There is an assumption that all travelers will be responsible and reveal any pertinent, active medical issues. The declaration of pre-existing conditions is not a regular requirement before flight ticket purchase. Airlines concentrate more on the bioprofile and passport details rather than conducting any inquiry into chronic ailments or disability. Some elderly passengers may declare a condition that necessitates a wheelchair or buggy cart help to reach an aircraft, but chronic diseases affecting the cardiovascular, pulmonary, or metabolic systems are rarely apparent.

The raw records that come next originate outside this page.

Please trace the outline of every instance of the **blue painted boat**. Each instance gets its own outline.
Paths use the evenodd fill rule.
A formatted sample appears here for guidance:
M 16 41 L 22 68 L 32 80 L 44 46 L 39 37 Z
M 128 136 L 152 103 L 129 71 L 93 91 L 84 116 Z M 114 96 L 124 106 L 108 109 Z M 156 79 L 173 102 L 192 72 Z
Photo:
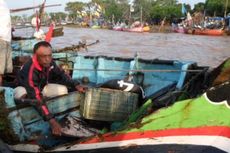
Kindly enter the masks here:
M 131 74 L 135 83 L 144 89 L 145 100 L 151 99 L 153 101 L 157 101 L 169 93 L 182 91 L 188 80 L 206 71 L 204 67 L 198 67 L 196 63 L 190 61 L 144 60 L 138 57 L 126 59 L 105 56 L 92 57 L 65 53 L 54 54 L 54 59 L 58 63 L 62 63 L 63 61 L 66 62 L 66 56 L 68 56 L 68 62 L 72 63 L 73 79 L 82 80 L 82 78 L 87 77 L 88 85 L 95 87 L 109 80 L 124 79 L 127 74 Z M 176 98 L 170 98 L 165 105 L 174 102 Z M 87 150 L 87 145 L 80 145 L 86 140 L 85 138 L 53 137 L 50 133 L 49 124 L 41 118 L 33 107 L 15 102 L 13 88 L 0 87 L 0 99 L 2 106 L 0 109 L 0 125 L 2 125 L 0 137 L 10 144 L 14 151 L 90 151 Z M 47 104 L 49 110 L 61 121 L 66 115 L 81 117 L 79 105 L 82 99 L 82 95 L 78 92 L 71 92 L 68 95 L 50 99 Z M 141 111 L 142 107 L 137 112 Z M 114 123 L 112 125 L 111 130 L 116 131 L 122 124 Z M 101 133 L 104 133 L 103 130 Z M 98 136 L 100 135 L 91 138 Z M 69 142 L 71 142 L 70 147 L 63 148 L 62 145 Z M 75 148 L 71 148 L 71 146 L 75 146 Z M 106 151 L 107 147 L 104 146 L 104 148 Z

One earlier estimate of chronic diseases in passengers showed 5%.23 This figure is quite likely an underestimate for 2017 and can be predicted to rise further as more aging people travel globally. Most minor disorders are undeclared. Post-surgical conditions are also frequently unreported, only becoming known with specific requests for better seating accommodation.

Some airlines provide health documentation forms. Sand et al24 analyzed 10 airlines willing to participate and found a total of 199 different items to complete. When asked in 2009 for IME data, only 4 out of 32 European airlines could produce fully documented data. The IATA recommends an accurate recording of an IME.25 The International Civil Aviation Organization states that an incident record form is an essential part of an EMK.26

Conclusion

Commercial airlines primarily intend to transport healthy individuals. Onboard, it is neither possible nor desirable to replicate a diagnostic or therapeutic environment comparable to an Emergency Room setting. EMKs should be customized for adults, children, and infants and undergo periodic content review. Oxygen saturation readings in flight are useful for compromised pulmonary conditions. A pulse oximetry device, an AED, and autoinjectable epinephrine should be included in all international commercial airline flights.

A multilingual set of instructions should be included with an onboard EMK. The authors have suggested English, French, and Spanish as being useful, and Mandarin, Hindi, and Arabic could be added according to global journeys.

Onboard medical professionals who volunteer assistance and are unlikely to have aviation medicine training should not fear retribution. However, the ethical principle of “Primum Non Nocere – First, do no harm”27 must be borne in mind by any physician at all times.

Footnotes

Disclosure

The authors report no conflicts of interest in this work which received no funding.